The advent of blockchain technology will have a significant impact on the way SMSF audits are processed in the future as auditors will be assessing these transactions instead of documents.
“I don’t know if anyone has clients who have bitcoins in their SMSFs, but the technology that underpins bitcoins is blockchain and that’s possibly where we’re going to see – not tomorrow, not next year, but in several years – some changes for the SMSF audit,” SuperAuditors director Shelley Banton told the SMSF Association New South Wales chapter breakfast in Sydney last week.
“The way that blockchain technology works is that it’s basically an electronic ledger of digital events, so you’ve got a series of transactions that are happening electronically and that’s a data record that’s attached to each of those transactions.
“As the ledger grows, those data records or blocks of data, the chain keeps getting bigger and bigger.
“[Blockchain technology can] transfer value, there’s no central authority or third-party intermediary, which is actually verifying this particular transaction, and thirdly, it creates its own sense of trust so each party in the transaction has to trust the previous party in order to accept that transaction and grow the blockchain.”
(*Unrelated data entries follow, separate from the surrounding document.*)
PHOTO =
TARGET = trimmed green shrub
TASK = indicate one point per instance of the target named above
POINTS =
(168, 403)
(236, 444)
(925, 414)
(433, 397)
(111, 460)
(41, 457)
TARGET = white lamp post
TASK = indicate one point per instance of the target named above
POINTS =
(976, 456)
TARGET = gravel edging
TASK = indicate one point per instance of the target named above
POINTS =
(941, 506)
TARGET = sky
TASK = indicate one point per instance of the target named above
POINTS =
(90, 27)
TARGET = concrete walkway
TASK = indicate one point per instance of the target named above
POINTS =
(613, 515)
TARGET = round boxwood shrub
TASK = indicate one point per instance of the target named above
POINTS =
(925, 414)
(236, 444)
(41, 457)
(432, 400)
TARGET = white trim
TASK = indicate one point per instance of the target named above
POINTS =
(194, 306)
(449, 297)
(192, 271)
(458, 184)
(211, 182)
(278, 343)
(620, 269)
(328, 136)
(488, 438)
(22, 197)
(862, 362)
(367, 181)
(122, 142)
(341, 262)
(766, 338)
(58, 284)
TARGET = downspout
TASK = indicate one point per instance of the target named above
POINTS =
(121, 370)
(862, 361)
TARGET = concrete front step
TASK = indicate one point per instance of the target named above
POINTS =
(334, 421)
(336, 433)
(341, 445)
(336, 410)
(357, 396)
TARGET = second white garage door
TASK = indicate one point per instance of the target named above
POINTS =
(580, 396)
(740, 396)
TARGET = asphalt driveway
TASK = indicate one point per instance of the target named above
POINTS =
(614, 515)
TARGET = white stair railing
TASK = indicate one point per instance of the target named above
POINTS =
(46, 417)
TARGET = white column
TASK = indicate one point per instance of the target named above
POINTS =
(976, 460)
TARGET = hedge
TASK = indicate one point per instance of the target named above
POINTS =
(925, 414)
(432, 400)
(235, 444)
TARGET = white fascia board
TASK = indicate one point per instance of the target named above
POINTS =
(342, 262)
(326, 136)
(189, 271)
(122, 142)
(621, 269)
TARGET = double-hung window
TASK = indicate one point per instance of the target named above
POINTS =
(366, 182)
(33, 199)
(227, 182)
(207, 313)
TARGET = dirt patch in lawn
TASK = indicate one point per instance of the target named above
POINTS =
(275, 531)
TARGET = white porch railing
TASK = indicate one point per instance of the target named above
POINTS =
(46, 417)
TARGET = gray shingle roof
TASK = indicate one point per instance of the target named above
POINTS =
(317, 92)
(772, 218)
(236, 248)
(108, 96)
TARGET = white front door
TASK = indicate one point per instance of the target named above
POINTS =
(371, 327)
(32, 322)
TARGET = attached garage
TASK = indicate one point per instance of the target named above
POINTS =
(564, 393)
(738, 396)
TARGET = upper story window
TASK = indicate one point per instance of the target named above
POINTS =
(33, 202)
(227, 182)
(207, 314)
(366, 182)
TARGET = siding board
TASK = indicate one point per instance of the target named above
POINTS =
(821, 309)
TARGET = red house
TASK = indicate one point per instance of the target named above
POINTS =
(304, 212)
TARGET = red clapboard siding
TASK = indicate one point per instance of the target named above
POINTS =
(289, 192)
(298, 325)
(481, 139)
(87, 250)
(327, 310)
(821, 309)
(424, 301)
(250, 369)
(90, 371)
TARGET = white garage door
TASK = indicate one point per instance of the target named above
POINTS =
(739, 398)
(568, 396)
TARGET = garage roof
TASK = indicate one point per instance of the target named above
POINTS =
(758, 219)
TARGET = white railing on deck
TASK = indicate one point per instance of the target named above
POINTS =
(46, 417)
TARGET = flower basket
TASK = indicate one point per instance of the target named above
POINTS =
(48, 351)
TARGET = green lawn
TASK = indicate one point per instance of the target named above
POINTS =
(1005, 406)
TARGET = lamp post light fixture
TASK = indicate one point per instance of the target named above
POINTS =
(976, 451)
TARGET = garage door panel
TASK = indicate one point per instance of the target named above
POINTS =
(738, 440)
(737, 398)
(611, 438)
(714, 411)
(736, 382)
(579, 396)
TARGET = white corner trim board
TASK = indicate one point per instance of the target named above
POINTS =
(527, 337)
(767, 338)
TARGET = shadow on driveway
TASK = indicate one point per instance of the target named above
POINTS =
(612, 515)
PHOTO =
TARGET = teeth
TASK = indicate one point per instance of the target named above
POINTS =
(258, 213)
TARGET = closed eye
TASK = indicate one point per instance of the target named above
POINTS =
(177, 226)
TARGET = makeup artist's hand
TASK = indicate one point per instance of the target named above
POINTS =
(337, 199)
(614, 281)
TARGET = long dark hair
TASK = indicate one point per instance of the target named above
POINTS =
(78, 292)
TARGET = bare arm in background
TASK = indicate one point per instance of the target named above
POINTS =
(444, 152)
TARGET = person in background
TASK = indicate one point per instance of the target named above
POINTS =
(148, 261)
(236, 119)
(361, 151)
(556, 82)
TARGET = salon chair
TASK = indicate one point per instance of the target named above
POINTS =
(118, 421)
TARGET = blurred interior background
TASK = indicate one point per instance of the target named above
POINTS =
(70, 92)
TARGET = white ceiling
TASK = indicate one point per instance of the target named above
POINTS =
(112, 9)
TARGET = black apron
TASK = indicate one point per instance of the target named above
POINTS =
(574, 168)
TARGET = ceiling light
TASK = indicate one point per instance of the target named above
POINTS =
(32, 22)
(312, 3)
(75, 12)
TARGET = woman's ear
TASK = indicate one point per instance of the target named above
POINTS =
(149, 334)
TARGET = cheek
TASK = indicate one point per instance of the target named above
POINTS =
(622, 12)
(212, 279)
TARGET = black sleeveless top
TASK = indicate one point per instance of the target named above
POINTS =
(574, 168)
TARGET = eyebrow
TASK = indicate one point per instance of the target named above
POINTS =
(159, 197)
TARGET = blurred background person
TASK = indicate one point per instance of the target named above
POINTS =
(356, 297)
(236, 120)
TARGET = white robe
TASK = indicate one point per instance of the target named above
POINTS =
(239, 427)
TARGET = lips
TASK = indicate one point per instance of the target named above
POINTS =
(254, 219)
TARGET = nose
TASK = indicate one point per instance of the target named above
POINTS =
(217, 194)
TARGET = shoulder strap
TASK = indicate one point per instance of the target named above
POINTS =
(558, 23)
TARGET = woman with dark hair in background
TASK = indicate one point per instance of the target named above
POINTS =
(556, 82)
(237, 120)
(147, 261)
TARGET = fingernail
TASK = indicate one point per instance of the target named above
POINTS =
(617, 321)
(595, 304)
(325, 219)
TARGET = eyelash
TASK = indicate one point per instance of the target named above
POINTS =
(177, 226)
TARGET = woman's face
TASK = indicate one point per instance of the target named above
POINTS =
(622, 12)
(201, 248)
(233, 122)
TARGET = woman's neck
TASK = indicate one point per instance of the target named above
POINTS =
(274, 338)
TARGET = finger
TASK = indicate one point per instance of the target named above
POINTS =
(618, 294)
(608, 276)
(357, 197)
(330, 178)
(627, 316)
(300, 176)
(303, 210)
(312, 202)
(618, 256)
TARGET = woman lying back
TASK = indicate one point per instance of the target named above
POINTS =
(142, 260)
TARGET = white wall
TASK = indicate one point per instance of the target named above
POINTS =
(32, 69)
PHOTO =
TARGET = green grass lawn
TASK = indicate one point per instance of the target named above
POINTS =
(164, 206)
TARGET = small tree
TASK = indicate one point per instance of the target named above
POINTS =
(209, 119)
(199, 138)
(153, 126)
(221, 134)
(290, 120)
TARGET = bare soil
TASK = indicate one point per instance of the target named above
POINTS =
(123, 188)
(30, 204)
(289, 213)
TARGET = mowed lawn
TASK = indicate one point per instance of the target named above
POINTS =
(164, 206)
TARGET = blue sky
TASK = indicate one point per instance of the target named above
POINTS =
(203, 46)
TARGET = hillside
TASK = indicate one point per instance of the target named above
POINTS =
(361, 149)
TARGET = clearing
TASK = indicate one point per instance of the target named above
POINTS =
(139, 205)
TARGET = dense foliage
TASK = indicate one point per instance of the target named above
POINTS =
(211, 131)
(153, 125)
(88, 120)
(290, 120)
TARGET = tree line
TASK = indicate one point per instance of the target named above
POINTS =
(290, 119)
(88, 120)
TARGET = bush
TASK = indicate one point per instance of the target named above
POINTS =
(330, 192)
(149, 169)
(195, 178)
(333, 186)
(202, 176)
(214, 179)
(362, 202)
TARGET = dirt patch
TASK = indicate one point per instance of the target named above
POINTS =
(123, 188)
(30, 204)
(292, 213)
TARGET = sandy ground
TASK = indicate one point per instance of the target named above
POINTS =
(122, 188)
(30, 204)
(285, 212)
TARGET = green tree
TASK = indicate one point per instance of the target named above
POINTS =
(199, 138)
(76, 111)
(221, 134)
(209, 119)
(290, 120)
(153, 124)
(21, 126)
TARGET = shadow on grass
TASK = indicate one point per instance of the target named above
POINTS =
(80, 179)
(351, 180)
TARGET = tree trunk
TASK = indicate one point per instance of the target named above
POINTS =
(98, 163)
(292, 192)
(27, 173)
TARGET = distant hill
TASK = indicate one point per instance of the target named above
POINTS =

Banton revealed banks were heavily investing in blockchain technology to determine how they could employ those transactions more easily, seamlessly and efficiently, as well as to reduce transaction costs and cut processing time.
“So it could well be that the impact of blockchain technology on SMSF audit in terms of our clients buying and selling investments, we might not necessarily be looking at documents in years to come, we’ll be sitting here auditing blockchain transactions as they come through,” she said.
“You’re not getting to real-time audit, but it’s a different sort of technology that requires a different sort of audit altogether.”
She said for auditors, blockchain was an exciting and innovative possibility.
“It may be something that we have to think about sooner rather than later,” she said.
“We shouldn’t be closing our minds to it because I think the possibilities in terms of how it could transform our capital markets will be quite amazing.”